Je pense que si les communistes en particulier et la "gauche de la gauche" en général ont du mal avec les institutions, c’est qu’ils ont du mal à comprendre quelle est leur génèse et leur utilité.

Pendant longtemps, la vulgate a considéré que les institutions en général et l’Etat en particulier étaient "l’instrument de la classe dominante". S’opposer aux institutions était donc légitime, puisque elles n’étaient qu’un simple instrument dans la main de la bourgeoisie, qui évidement s’en servait pour exploiter le prolétariat.

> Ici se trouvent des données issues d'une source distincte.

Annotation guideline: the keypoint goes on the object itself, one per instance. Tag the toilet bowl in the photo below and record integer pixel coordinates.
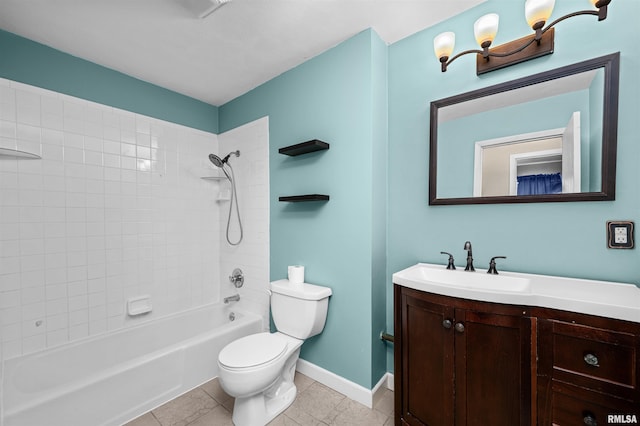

Mais au fait... pourquoi les dominants auraient ils besoin d’un tel instrument ? En effet, la classe dominante a le haut du pavé dans le rapport de force. Pourquoi aurait-il besoni d’institutionnaliser ce rapport de force ? Pour prendre un exemple classique, lorsqu’un homme avec une arme vous menace pour vous voler, il n’a pas besoin de créer une institution, le simple rapport de force lui suffit. Alors, pourquoi diable chercherait-il a institutionnaliser son rapport de vol ?

L’institution apparaît en fait pour réduire le coût (pour tous !) de l’exercice nu de la force. Depuis des temps immémoriaux, dominants et dominés se sont aperçus que le fait de maintenir le rapport de force par l’utilisation de la violence avait un coût élévé pour la société. Le seigneur qui avait l’habitude de prélèver sur ses paysans par la rapine (avec les destructions et la désorganisation que cela entrainait) s’est rendu compte que le tribut régulier, institutionnalisé était plus rentable pour lui. Et les paysans ont partagé ce sentiment, parce qu’il vaut mieux donner une partie de sa récolte de manière régulière et prévisible que de voir débarquer chez soi des soldats qui se servent. En d’autres termes, l’institution est un accord qui "civilise" le rapport de forces. C’est un contrat dans lequel dominants et dominés se disent "puisque le rapport de force est ainsi, autant le faire fonctionner de la manière la plus économique possible".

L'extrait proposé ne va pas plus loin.